Search code examples
clzw

File compression and codes


I'm implementing a version of lzw. Let's say I start off with 10 bit codes and increase whenever I max out on codes. For example after 1024 codes, I'll need 11 bits to represent 1025. Issue is in expressing the shift.

How do I tell decode that I've changed the code size? I thought about using 00, but the program can't distinguish between 00 as an increment and 00 as just two instances of code zero.

Any suggestions?


Solution

  • You don't. You shift to a new size when the dictionary is full. The decoder's dictionary is built synchronized with the encoder's dictionary, so they'll both be full at the same time, and the decoder will shift to the new size exactly when the encoder does.

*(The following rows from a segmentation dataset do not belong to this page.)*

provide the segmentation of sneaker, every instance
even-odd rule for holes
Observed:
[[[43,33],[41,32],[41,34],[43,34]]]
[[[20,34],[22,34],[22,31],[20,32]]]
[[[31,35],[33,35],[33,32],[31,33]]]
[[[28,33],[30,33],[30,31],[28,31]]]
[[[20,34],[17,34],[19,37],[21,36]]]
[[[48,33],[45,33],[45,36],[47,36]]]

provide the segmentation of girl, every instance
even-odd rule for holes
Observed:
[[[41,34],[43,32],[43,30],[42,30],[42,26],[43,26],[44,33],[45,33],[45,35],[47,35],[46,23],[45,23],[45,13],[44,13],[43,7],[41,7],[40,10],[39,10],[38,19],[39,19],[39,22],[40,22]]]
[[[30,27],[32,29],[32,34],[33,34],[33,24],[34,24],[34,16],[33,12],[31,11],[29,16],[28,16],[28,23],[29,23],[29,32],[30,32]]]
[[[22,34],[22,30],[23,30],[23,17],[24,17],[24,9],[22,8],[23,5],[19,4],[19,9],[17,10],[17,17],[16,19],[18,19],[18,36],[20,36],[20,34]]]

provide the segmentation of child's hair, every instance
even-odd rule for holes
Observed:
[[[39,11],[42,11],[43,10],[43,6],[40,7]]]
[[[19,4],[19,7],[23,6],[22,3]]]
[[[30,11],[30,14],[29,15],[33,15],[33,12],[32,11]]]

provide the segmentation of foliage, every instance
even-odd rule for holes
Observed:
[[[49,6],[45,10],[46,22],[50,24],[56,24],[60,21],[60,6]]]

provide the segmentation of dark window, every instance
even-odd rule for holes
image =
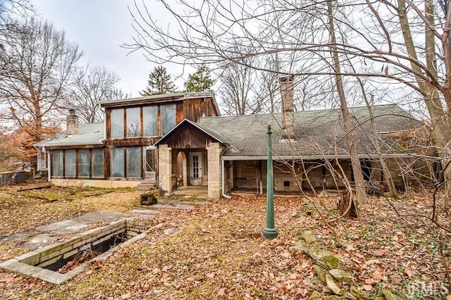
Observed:
[[[141,136],[141,111],[140,108],[127,108],[127,137]]]
[[[52,176],[63,176],[63,150],[51,151],[51,175]]]
[[[143,107],[142,122],[144,137],[158,136],[158,106]]]
[[[111,128],[110,132],[112,138],[124,137],[124,110],[112,109],[110,116]]]
[[[104,149],[92,149],[92,177],[105,177]]]
[[[77,176],[77,157],[75,150],[64,151],[64,177]]]
[[[89,150],[78,150],[78,176],[89,177]]]

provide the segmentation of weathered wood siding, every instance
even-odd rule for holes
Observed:
[[[183,124],[178,129],[179,134],[168,137],[164,144],[173,149],[205,148],[213,139],[204,132],[188,125]]]

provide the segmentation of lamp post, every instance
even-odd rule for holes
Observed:
[[[266,226],[263,235],[266,239],[277,237],[277,230],[274,227],[274,182],[273,180],[273,146],[271,125],[268,125],[268,161],[266,166]]]

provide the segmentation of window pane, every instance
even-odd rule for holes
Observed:
[[[51,151],[51,175],[63,176],[63,150]]]
[[[175,104],[162,105],[161,113],[161,135],[169,132],[175,127]]]
[[[111,115],[111,137],[124,137],[124,110],[112,109]]]
[[[125,177],[124,158],[123,148],[111,149],[111,161],[110,162],[111,177]]]
[[[92,177],[105,177],[104,149],[92,149]]]
[[[158,136],[158,106],[142,108],[142,122],[144,123],[144,136]]]
[[[89,177],[89,151],[78,150],[78,176]]]
[[[77,176],[75,150],[66,150],[64,151],[64,176]]]
[[[141,136],[140,108],[127,108],[127,137]]]
[[[127,177],[141,177],[141,148],[127,148]]]

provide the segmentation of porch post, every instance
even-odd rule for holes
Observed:
[[[206,147],[208,156],[208,190],[209,197],[219,199],[221,189],[221,154],[224,146],[221,143],[210,143]]]
[[[158,146],[158,182],[160,189],[166,193],[172,192],[172,153],[166,144]]]

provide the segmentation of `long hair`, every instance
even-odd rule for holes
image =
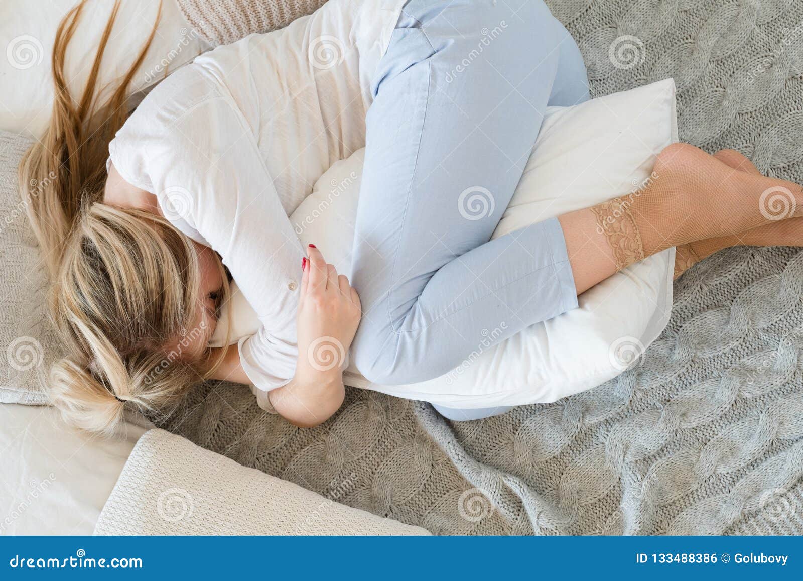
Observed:
[[[111,434],[126,404],[167,413],[219,365],[208,352],[181,354],[199,329],[198,256],[192,241],[153,214],[102,203],[108,144],[130,114],[129,90],[156,34],[116,83],[99,81],[104,52],[120,10],[115,2],[88,80],[73,99],[64,72],[82,0],[56,31],[53,114],[43,138],[23,157],[20,189],[52,282],[49,311],[63,358],[45,386],[70,423]],[[107,95],[108,97],[102,96]],[[31,190],[31,184],[36,186]],[[223,266],[218,260],[218,268]],[[224,280],[224,299],[228,285]],[[177,350],[168,346],[178,345]]]

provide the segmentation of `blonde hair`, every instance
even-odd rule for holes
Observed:
[[[64,57],[86,0],[59,26],[53,50],[53,116],[19,166],[24,200],[53,282],[51,317],[63,358],[46,386],[70,423],[111,434],[126,404],[167,413],[219,365],[208,352],[188,358],[179,346],[201,313],[198,256],[192,241],[161,216],[102,203],[108,143],[130,111],[128,90],[159,18],[133,64],[116,84],[99,86],[116,0],[80,98],[67,89]],[[161,6],[160,4],[159,14]],[[100,95],[111,96],[100,101]],[[222,264],[224,297],[228,285]],[[191,332],[195,333],[198,329]]]

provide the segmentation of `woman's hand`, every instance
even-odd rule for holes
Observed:
[[[279,413],[300,427],[316,426],[343,403],[343,368],[360,323],[360,297],[326,264],[316,248],[307,248],[297,318],[299,358],[290,383],[270,392]]]

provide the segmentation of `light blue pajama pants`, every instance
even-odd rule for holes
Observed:
[[[556,219],[489,241],[544,108],[589,96],[580,51],[546,5],[411,0],[372,90],[351,273],[363,374],[430,379],[488,336],[498,342],[576,308]],[[504,410],[439,411],[460,419]]]

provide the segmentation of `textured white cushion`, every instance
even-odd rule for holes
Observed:
[[[3,0],[0,18],[0,129],[28,136],[42,135],[50,121],[53,100],[51,57],[59,23],[77,0]],[[84,88],[90,63],[114,2],[91,0],[67,49],[66,71],[74,96]],[[100,67],[101,84],[128,69],[148,38],[159,0],[123,0]],[[143,91],[165,72],[189,63],[209,45],[186,23],[178,5],[162,2],[161,20],[153,43],[132,79]]]
[[[494,237],[638,190],[650,178],[655,155],[677,141],[675,106],[675,83],[666,80],[549,108]],[[341,272],[350,270],[362,161],[361,150],[334,164],[291,216],[301,241],[317,244]],[[593,387],[621,373],[663,329],[674,262],[670,249],[633,264],[583,293],[578,309],[493,347],[478,345],[463,365],[434,379],[369,384],[353,365],[346,383],[459,408],[552,402]],[[254,333],[258,323],[242,297],[235,293],[233,300],[236,339]]]
[[[180,436],[149,430],[126,462],[95,534],[429,534],[336,502],[357,478],[333,480],[324,497]]]

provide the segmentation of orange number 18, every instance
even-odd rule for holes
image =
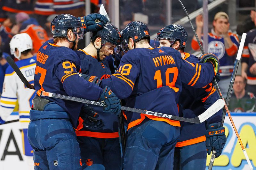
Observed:
[[[168,68],[165,71],[166,83],[165,85],[168,85],[170,88],[173,89],[175,92],[179,91],[179,88],[175,87],[175,83],[177,80],[178,72],[178,69],[176,67]],[[172,73],[174,73],[173,78],[172,82],[170,82],[170,74]],[[157,88],[163,86],[163,82],[161,76],[161,70],[157,70],[156,71],[154,76],[154,80],[156,80],[156,86]]]

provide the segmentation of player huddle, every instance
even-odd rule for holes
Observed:
[[[219,99],[212,83],[214,77],[220,79],[217,57],[184,52],[187,34],[180,26],[161,29],[155,47],[144,23],[132,22],[120,32],[108,21],[99,14],[63,14],[52,22],[53,39],[36,57],[28,130],[35,169],[205,169],[206,152],[214,148],[219,156],[226,143],[221,110],[194,124],[121,112],[119,100],[131,107],[196,117]],[[89,32],[90,43],[74,51]],[[42,91],[107,106],[40,96]],[[125,140],[119,140],[120,114]],[[125,143],[124,153],[120,142]]]

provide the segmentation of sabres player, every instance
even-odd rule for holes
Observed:
[[[87,47],[76,51],[81,60],[80,72],[101,80],[107,78],[111,74],[105,58],[115,53],[115,49],[120,45],[120,32],[115,26],[108,23],[102,29],[92,32],[91,38]],[[85,122],[84,125],[81,123],[81,129],[78,128],[76,132],[81,150],[83,168],[121,169],[117,116],[104,113],[102,107],[91,106],[97,113],[98,120],[94,122],[97,123],[95,126],[99,128],[92,128],[92,125],[86,124]],[[102,125],[100,120],[103,121]]]
[[[152,48],[149,30],[141,22],[130,23],[121,34],[123,50],[128,51],[118,70],[101,83],[113,89],[119,99],[125,99],[127,106],[178,115],[181,82],[201,87],[218,73],[218,61],[214,55],[201,57],[201,62],[206,63],[193,63],[181,59],[180,53],[173,48]],[[180,122],[125,113],[128,126],[124,169],[172,169]]]
[[[85,24],[83,26],[72,15],[58,15],[51,24],[53,42],[52,40],[45,42],[37,53],[34,82],[36,94],[33,110],[30,111],[31,121],[28,134],[34,151],[35,169],[82,168],[79,145],[73,128],[77,127],[84,105],[41,97],[42,91],[99,100],[107,104],[105,111],[111,113],[120,110],[119,100],[109,88],[106,87],[103,90],[86,81],[76,71],[79,69],[80,60],[72,50],[76,49],[78,39],[83,38],[84,27],[87,31],[90,27],[93,30],[98,26],[100,23],[94,21],[99,18],[91,20],[97,16],[99,19],[102,17],[92,14],[89,15],[89,18],[87,16],[80,18]]]
[[[33,84],[36,68],[36,59],[33,56],[32,40],[27,33],[14,35],[10,43],[11,53],[17,58],[16,62],[20,69],[26,79]],[[28,127],[29,122],[29,110],[32,100],[35,96],[35,90],[27,88],[10,66],[5,71],[3,93],[0,100],[0,119],[4,122],[12,112],[16,102],[19,104],[19,121],[20,122],[24,159],[33,167],[33,151],[28,140]],[[28,169],[29,168],[28,168]]]
[[[181,57],[187,61],[199,62],[197,57],[184,52],[188,34],[183,26],[176,25],[167,26],[160,30],[157,34],[156,40],[159,41],[160,47],[172,47],[179,51]],[[197,116],[219,98],[212,83],[201,88],[195,89],[187,85],[182,86],[179,102],[181,116],[188,118]],[[217,157],[221,154],[226,143],[225,131],[214,137],[206,132],[225,130],[224,128],[220,127],[221,124],[216,123],[221,121],[221,110],[200,124],[181,123],[180,135],[174,152],[174,169],[205,169],[206,149],[209,154],[213,146],[218,148]]]

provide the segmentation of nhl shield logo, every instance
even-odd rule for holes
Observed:
[[[86,165],[87,166],[91,166],[93,163],[92,160],[91,159],[88,159],[86,160]]]
[[[53,165],[54,166],[57,166],[58,165],[58,161],[57,160],[53,161]]]

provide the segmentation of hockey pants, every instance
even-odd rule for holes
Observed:
[[[52,102],[30,115],[28,137],[35,169],[82,169],[79,145],[67,113]]]
[[[172,170],[180,127],[147,119],[128,130],[125,170]]]
[[[77,137],[84,170],[121,169],[121,152],[118,137],[103,138]]]
[[[205,170],[206,155],[205,141],[175,147],[173,169]]]

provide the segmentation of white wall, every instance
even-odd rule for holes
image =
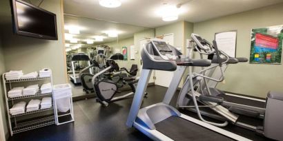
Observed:
[[[194,24],[194,32],[208,41],[216,32],[235,30],[237,35],[237,57],[249,58],[251,30],[283,24],[283,3],[220,17]],[[240,63],[231,65],[226,83],[217,87],[224,91],[265,98],[269,91],[283,92],[283,65]]]

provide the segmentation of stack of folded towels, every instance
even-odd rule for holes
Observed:
[[[10,71],[5,74],[7,80],[21,78],[23,76],[23,71]]]
[[[40,87],[40,91],[41,94],[52,93],[52,85],[50,83],[43,84]]]
[[[40,107],[41,109],[50,108],[52,107],[52,98],[50,97],[43,98]]]
[[[13,98],[23,96],[23,87],[14,87],[8,91],[8,97]]]
[[[38,76],[38,73],[37,72],[30,72],[27,74],[21,76],[21,79],[28,79],[28,78],[36,78]]]
[[[51,69],[43,69],[39,71],[39,77],[50,77],[51,76]]]
[[[40,100],[30,100],[30,101],[28,102],[28,106],[26,106],[26,112],[39,109],[40,102]]]
[[[9,109],[10,113],[14,116],[25,113],[26,104],[26,102],[22,101],[14,105],[13,107]]]
[[[32,85],[23,89],[23,96],[35,95],[39,90],[39,85]]]

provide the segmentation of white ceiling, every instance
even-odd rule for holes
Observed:
[[[121,0],[121,6],[107,8],[98,0],[64,0],[64,13],[139,26],[156,28],[170,23],[155,14],[162,3],[185,3],[179,21],[199,22],[283,2],[282,0]],[[186,1],[189,1],[186,3]]]
[[[81,28],[79,34],[73,34],[75,39],[80,40],[80,43],[86,44],[86,39],[94,39],[94,36],[104,36],[106,38],[104,41],[97,42],[95,44],[108,43],[114,41],[121,40],[132,37],[134,33],[148,29],[147,28],[135,26],[125,23],[114,23],[101,20],[64,15],[65,27],[69,25],[79,26]],[[118,37],[108,37],[104,31],[117,30],[120,32]],[[68,30],[65,29],[65,32],[68,33]],[[69,43],[69,41],[66,41]]]

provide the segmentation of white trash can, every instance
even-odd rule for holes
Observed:
[[[53,86],[54,112],[57,125],[75,121],[72,109],[72,88],[70,84],[60,84]],[[71,116],[70,120],[60,122],[59,117]]]

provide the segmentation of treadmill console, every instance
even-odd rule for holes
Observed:
[[[197,43],[197,46],[203,50],[211,50],[211,43],[206,39],[202,39],[199,35],[192,33],[192,39]]]
[[[162,40],[153,40],[151,41],[151,43],[163,59],[166,61],[175,61],[177,58],[177,56],[174,54],[172,48],[170,45],[167,45],[165,41]]]

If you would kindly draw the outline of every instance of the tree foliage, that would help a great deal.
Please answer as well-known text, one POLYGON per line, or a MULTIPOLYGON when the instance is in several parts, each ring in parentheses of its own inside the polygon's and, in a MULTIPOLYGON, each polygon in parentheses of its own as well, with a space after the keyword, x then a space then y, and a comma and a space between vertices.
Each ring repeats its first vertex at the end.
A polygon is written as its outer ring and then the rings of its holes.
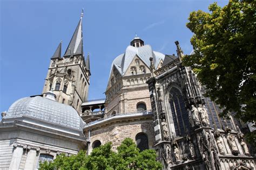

    The time you have to send a code to signal a change is when you've filled the dictionary completely -- you've used all of the largest codes available. In this case, you generally want to continue using the dictionary until/unless the compression rate starts to drop, then clear the dictionary and start over. You do need to put some marker in to tell when that happens. Typically, you reserve the single largest code for this purpose, but any code you don't use for any other purpose will work.

    Edit: as an aside, note that you normally want to start with codes exactly one bit larger than the codes for the input, so if you're compressing 8-bit bytes, you want to start with 9 bit codes.